McLuhan did not necessarily believe that content was the problem with these emerging technologies, and that the content of these various mediums all had little to no effect on a society as a whole. This seems to be what Cronenberg is getting at with his over-the-top content in Videodrome, and that it’s never about the sex or violence with Max; it’s about the mindless nature of it all; it’s the mindlessness—what McLuhan called the “massaging” that these technological “extensions” do to our body, senses, and psyche—and the avenue it provides as a means to circumvent life’s deeper endeavors, real hands-getting-dirty experiences for projections; for experiences in nothing more than a simulacrum (represented in Videodrome as the prototype headpiece for the Videodrome channel). Blakely’s likening to Max as a kind of “cyborg” is seen in the wonderful shot where Cronenberg slowly pulls back as Max sits in a chair with the Videodrome “helmet” on; a shot that makes Max look like the cyborg Blakesly is describing above: a different kind of monster that “transcend[s] material optimism” and becomes the embodiment of something, perhaps, even scarier (again, I like his example of Frankenstein’s monster). It’s an effective moment where the film slows down enough for us to contemplate the deeper themes at play; themes that Blakesly brilliantly broaches in his essay.

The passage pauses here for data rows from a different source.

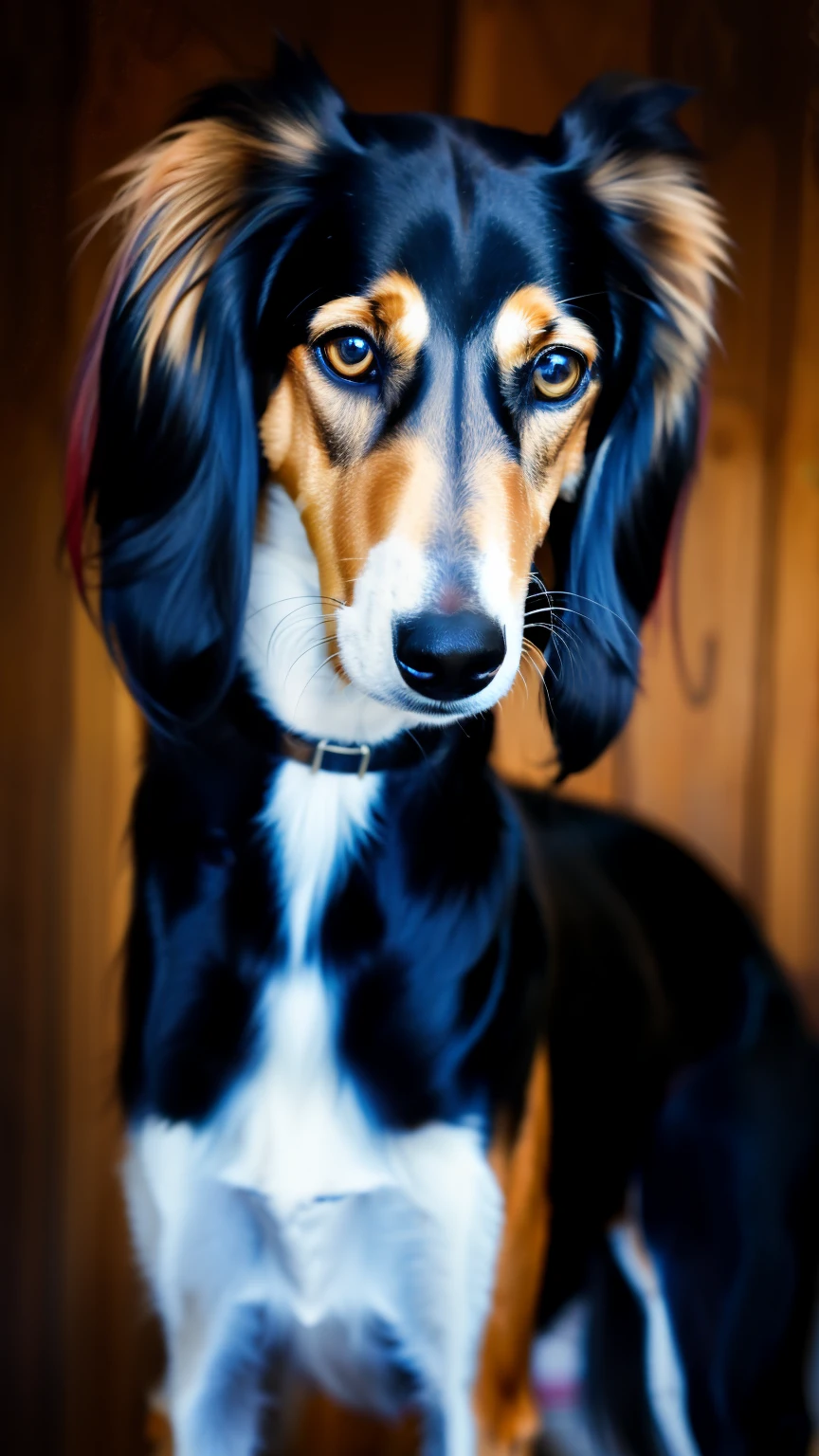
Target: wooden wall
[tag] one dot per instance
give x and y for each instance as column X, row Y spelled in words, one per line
column 723, row 744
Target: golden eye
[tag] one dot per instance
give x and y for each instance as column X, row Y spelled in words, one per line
column 558, row 373
column 350, row 355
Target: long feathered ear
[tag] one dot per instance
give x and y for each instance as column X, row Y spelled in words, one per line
column 631, row 173
column 163, row 456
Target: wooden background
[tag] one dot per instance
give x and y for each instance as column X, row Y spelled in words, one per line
column 723, row 744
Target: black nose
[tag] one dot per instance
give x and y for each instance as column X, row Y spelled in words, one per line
column 449, row 655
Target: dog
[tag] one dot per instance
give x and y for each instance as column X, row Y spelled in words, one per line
column 410, row 1057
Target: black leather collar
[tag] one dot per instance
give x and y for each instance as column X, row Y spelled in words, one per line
column 403, row 752
column 411, row 747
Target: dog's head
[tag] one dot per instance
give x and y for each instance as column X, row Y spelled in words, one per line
column 428, row 332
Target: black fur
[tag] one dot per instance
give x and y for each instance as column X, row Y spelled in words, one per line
column 477, row 922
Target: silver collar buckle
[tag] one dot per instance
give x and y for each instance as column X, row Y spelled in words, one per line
column 324, row 744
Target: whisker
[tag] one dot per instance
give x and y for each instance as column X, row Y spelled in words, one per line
column 324, row 663
column 311, row 648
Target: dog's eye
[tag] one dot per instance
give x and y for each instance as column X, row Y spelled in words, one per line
column 558, row 373
column 350, row 355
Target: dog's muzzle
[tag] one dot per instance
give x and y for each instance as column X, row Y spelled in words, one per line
column 449, row 655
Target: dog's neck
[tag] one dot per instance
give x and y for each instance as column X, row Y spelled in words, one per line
column 289, row 644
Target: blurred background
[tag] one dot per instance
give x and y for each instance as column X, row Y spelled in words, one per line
column 723, row 747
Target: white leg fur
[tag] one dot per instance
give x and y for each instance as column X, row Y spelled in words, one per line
column 664, row 1369
column 292, row 1203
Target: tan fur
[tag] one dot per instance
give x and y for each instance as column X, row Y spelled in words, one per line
column 346, row 508
column 350, row 507
column 392, row 312
column 531, row 319
column 187, row 190
column 682, row 236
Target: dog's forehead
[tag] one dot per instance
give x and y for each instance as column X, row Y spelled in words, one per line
column 466, row 226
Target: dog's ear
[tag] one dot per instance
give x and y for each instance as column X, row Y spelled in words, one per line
column 163, row 456
column 637, row 191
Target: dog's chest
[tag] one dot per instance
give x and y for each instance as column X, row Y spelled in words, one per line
column 347, row 1208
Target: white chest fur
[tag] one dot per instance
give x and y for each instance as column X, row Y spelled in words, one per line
column 292, row 1200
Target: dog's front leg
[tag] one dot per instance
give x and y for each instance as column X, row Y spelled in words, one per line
column 205, row 1254
column 455, row 1187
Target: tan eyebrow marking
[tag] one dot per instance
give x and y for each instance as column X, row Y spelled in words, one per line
column 392, row 309
column 529, row 319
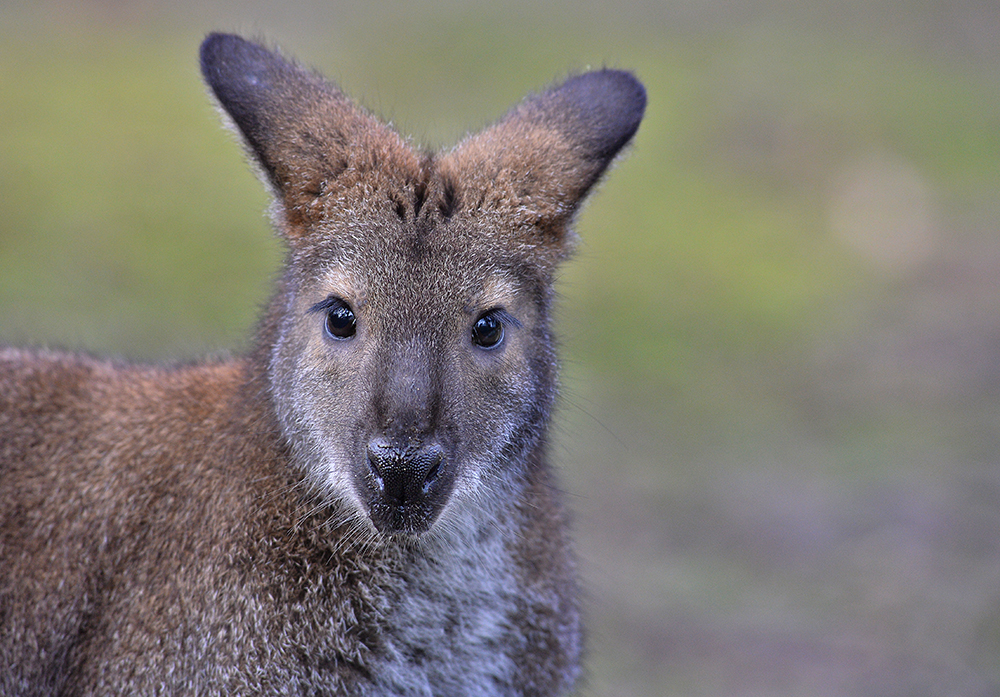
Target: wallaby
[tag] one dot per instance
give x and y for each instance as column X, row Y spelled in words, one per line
column 362, row 505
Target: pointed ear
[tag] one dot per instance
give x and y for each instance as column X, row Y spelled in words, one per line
column 308, row 138
column 544, row 156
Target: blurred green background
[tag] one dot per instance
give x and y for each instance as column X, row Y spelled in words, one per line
column 781, row 334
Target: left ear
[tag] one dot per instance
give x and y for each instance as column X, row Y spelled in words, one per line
column 549, row 151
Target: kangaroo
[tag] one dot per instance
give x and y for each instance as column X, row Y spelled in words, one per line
column 362, row 504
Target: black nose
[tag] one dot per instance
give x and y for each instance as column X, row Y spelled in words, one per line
column 404, row 476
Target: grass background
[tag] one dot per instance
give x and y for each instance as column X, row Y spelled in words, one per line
column 781, row 334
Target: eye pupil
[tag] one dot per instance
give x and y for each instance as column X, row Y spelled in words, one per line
column 341, row 322
column 487, row 331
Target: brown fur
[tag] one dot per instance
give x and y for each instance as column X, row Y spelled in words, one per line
column 366, row 514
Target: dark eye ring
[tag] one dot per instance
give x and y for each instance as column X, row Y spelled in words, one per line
column 341, row 323
column 487, row 332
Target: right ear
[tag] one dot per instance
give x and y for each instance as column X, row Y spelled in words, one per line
column 308, row 138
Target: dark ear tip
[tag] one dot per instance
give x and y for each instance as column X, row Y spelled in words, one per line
column 215, row 47
column 610, row 102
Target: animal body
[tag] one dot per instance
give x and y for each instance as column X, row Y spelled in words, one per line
column 362, row 505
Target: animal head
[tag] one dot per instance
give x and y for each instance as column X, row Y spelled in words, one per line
column 411, row 364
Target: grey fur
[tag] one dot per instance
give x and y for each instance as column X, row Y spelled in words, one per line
column 368, row 512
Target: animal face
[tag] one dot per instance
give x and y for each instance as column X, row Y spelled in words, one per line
column 412, row 365
column 414, row 361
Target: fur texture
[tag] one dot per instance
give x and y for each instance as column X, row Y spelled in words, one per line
column 362, row 505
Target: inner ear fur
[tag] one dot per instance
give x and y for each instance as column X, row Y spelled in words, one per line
column 307, row 136
column 546, row 154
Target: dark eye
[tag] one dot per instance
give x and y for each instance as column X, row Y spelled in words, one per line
column 341, row 322
column 487, row 332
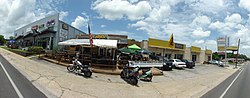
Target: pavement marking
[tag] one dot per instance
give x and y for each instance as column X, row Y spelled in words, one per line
column 12, row 83
column 223, row 94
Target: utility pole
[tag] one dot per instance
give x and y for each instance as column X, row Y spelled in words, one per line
column 237, row 53
column 225, row 50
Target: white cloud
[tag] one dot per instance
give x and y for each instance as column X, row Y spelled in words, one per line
column 16, row 13
column 201, row 21
column 213, row 6
column 245, row 4
column 199, row 33
column 63, row 14
column 216, row 25
column 234, row 18
column 159, row 14
column 230, row 24
column 118, row 9
column 79, row 22
column 103, row 26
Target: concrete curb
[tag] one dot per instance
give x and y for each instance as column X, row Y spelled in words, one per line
column 98, row 70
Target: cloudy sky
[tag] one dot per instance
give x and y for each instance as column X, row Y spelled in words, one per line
column 193, row 22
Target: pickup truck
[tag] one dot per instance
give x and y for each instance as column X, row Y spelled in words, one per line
column 178, row 63
column 145, row 64
column 167, row 64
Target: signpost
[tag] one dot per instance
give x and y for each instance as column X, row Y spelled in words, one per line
column 237, row 54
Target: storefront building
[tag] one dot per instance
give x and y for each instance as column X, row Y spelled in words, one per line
column 205, row 55
column 193, row 53
column 46, row 32
column 122, row 40
column 161, row 48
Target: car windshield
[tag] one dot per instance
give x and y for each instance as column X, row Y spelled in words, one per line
column 178, row 60
column 124, row 48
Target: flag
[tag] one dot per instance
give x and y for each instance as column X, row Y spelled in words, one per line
column 90, row 36
column 171, row 41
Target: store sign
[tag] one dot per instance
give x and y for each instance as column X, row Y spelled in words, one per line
column 157, row 43
column 222, row 42
column 41, row 26
column 65, row 26
column 50, row 23
column 34, row 27
column 195, row 49
column 208, row 51
column 100, row 36
column 179, row 46
column 63, row 35
column 233, row 48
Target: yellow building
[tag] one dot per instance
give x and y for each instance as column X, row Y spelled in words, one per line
column 162, row 48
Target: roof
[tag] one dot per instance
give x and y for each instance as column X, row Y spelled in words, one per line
column 96, row 42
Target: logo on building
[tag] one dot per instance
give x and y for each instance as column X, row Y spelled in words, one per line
column 50, row 23
column 65, row 26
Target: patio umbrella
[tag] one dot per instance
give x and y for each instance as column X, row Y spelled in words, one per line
column 126, row 50
column 134, row 47
column 145, row 51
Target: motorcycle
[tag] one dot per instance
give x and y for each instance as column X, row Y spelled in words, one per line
column 131, row 74
column 79, row 68
column 146, row 75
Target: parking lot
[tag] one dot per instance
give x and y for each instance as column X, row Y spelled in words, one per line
column 55, row 81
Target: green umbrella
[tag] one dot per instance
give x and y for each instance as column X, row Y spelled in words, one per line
column 126, row 50
column 134, row 47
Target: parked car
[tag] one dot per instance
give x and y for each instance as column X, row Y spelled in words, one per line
column 221, row 64
column 167, row 64
column 213, row 62
column 189, row 64
column 178, row 63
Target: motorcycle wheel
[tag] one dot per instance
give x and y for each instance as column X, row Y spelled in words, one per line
column 70, row 68
column 133, row 81
column 88, row 73
column 122, row 74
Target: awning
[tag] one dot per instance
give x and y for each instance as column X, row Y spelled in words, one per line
column 96, row 42
column 134, row 46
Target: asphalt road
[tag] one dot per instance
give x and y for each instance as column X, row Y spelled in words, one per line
column 236, row 86
column 14, row 85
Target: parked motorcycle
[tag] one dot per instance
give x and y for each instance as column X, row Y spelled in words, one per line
column 130, row 74
column 146, row 75
column 79, row 68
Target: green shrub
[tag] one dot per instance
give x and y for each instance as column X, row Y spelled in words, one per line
column 36, row 49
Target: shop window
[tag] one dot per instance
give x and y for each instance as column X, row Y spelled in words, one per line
column 159, row 54
column 109, row 52
column 178, row 56
column 194, row 57
column 168, row 56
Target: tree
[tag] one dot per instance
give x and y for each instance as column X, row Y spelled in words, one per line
column 2, row 40
column 11, row 37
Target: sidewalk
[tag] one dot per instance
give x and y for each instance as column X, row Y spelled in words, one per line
column 57, row 82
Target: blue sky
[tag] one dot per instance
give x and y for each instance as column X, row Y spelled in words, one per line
column 193, row 22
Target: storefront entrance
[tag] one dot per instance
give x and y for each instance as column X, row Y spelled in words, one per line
column 45, row 42
column 194, row 57
column 178, row 56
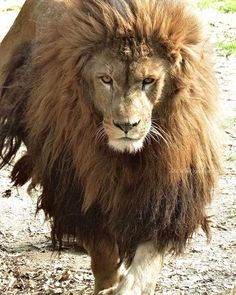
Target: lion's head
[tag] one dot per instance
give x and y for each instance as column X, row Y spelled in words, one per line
column 125, row 91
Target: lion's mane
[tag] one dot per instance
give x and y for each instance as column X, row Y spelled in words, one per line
column 157, row 194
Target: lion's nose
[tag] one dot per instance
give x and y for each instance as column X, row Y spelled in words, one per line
column 126, row 127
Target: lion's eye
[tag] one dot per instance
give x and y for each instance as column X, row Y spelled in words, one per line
column 106, row 79
column 148, row 81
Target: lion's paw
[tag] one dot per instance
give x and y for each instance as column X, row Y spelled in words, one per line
column 109, row 291
column 128, row 286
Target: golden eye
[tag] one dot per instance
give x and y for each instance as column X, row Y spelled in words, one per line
column 148, row 81
column 106, row 79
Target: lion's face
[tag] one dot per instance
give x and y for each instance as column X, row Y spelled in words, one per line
column 125, row 93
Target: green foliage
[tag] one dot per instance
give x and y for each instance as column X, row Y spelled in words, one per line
column 224, row 5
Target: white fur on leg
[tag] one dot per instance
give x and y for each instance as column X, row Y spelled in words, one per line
column 142, row 275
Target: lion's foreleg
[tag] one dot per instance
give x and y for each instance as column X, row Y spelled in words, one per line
column 142, row 275
column 105, row 264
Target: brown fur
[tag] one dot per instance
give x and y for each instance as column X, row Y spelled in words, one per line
column 157, row 194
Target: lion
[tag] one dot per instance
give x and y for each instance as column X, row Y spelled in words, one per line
column 116, row 104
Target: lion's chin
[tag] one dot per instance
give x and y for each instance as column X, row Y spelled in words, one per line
column 126, row 145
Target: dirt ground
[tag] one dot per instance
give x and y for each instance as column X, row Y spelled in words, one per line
column 29, row 266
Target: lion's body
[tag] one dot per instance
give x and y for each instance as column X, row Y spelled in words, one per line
column 89, row 189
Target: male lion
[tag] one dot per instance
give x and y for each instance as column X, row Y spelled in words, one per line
column 115, row 102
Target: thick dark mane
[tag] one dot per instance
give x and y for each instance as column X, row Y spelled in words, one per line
column 158, row 194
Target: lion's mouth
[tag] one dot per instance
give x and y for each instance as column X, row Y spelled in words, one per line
column 128, row 138
column 126, row 144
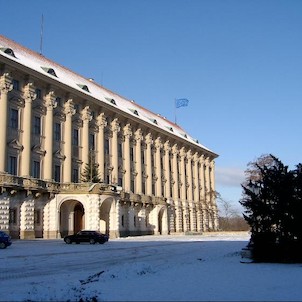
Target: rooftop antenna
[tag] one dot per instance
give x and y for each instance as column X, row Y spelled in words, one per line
column 41, row 36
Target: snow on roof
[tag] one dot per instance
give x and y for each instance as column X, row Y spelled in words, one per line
column 39, row 63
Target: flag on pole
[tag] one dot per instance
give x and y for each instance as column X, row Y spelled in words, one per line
column 181, row 103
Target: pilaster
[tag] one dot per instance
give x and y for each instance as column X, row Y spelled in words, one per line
column 115, row 128
column 50, row 104
column 86, row 117
column 5, row 87
column 27, row 219
column 69, row 112
column 127, row 176
column 102, row 123
column 138, row 159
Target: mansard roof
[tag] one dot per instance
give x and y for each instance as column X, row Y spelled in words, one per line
column 55, row 71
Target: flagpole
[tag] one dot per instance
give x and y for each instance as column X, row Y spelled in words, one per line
column 175, row 111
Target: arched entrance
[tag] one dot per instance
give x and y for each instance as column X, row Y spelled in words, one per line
column 72, row 217
column 106, row 210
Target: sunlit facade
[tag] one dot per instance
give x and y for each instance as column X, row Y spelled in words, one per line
column 155, row 178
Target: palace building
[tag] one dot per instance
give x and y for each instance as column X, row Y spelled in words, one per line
column 155, row 178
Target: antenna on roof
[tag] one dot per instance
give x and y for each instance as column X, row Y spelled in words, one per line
column 41, row 36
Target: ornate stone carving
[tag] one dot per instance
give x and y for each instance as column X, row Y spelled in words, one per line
column 86, row 114
column 138, row 135
column 50, row 100
column 69, row 107
column 29, row 93
column 127, row 131
column 6, row 83
column 115, row 126
column 101, row 120
column 158, row 144
column 148, row 139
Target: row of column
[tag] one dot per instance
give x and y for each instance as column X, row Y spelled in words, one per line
column 182, row 161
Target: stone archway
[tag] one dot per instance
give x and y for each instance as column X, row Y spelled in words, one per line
column 108, row 217
column 163, row 227
column 72, row 217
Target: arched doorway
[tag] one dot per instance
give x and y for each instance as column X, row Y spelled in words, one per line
column 72, row 217
column 78, row 217
column 163, row 221
column 106, row 210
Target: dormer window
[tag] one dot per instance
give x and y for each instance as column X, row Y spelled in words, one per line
column 84, row 87
column 8, row 51
column 49, row 71
column 112, row 101
column 134, row 111
column 154, row 121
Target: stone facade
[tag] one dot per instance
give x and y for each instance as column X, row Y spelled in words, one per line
column 155, row 178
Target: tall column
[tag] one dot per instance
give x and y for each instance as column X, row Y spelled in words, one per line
column 196, row 178
column 102, row 123
column 183, row 173
column 190, row 180
column 213, row 196
column 50, row 103
column 127, row 167
column 138, row 159
column 5, row 87
column 158, row 146
column 69, row 112
column 115, row 128
column 202, row 197
column 86, row 117
column 177, row 202
column 175, row 172
column 149, row 163
column 29, row 96
column 167, row 149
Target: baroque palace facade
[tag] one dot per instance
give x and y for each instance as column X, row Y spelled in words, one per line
column 156, row 179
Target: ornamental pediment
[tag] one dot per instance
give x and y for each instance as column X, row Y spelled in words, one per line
column 38, row 149
column 15, row 144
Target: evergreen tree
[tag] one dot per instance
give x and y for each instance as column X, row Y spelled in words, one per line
column 91, row 172
column 273, row 209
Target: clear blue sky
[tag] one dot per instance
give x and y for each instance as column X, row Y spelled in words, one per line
column 238, row 62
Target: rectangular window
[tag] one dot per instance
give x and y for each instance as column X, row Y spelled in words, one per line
column 57, row 173
column 75, row 137
column 12, row 165
column 14, row 118
column 120, row 150
column 37, row 216
column 106, row 146
column 38, row 93
column 57, row 132
column 13, row 216
column 16, row 85
column 91, row 141
column 143, row 157
column 37, row 125
column 59, row 101
column 75, row 175
column 36, row 169
column 132, row 185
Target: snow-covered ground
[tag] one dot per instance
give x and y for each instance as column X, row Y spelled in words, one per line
column 149, row 268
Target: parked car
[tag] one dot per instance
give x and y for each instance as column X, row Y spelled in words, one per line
column 87, row 236
column 5, row 240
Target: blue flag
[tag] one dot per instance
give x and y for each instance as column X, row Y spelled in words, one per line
column 181, row 103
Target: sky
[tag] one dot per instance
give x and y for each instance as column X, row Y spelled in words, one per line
column 144, row 268
column 238, row 62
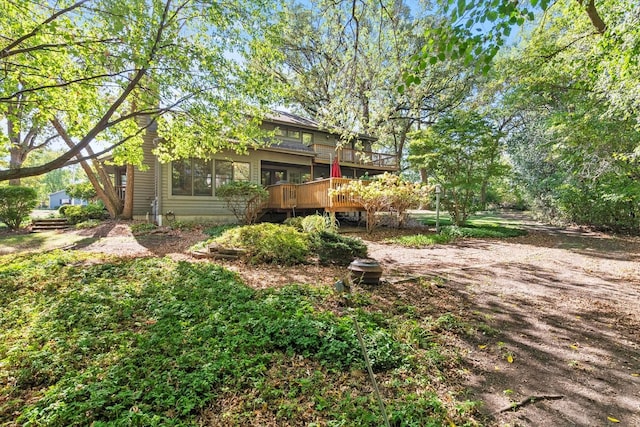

Videodrome is such an interesting entity: on one hand you could recommend it solely on the merits of the film’s eerie tone (or if you can tell people: “hey, if you ever want to see the lead singer from Blondie put out a cigarette on herself, then this is the movie for you!”) and gross-out effects; however, the film works on a scholarly level, too, urging the viewer to think about the bigger themes at play. It’s an unconventional horror film—and again I’ll invoke David Lynch—in the vein of something like Blue Velvet in the sense that there is always something more, something deeper and more postmodern lurking beneath the seemingly recognizable genre surface, something that is poking the audience and trying to draw their attention towards a subject matter that is often marginalized (or just not discussed at all) in our society, and these filmmakers are daring us to stare it right in the face, confront it, and think about how it effects our daily lives and the communities we interact with on a daily basis.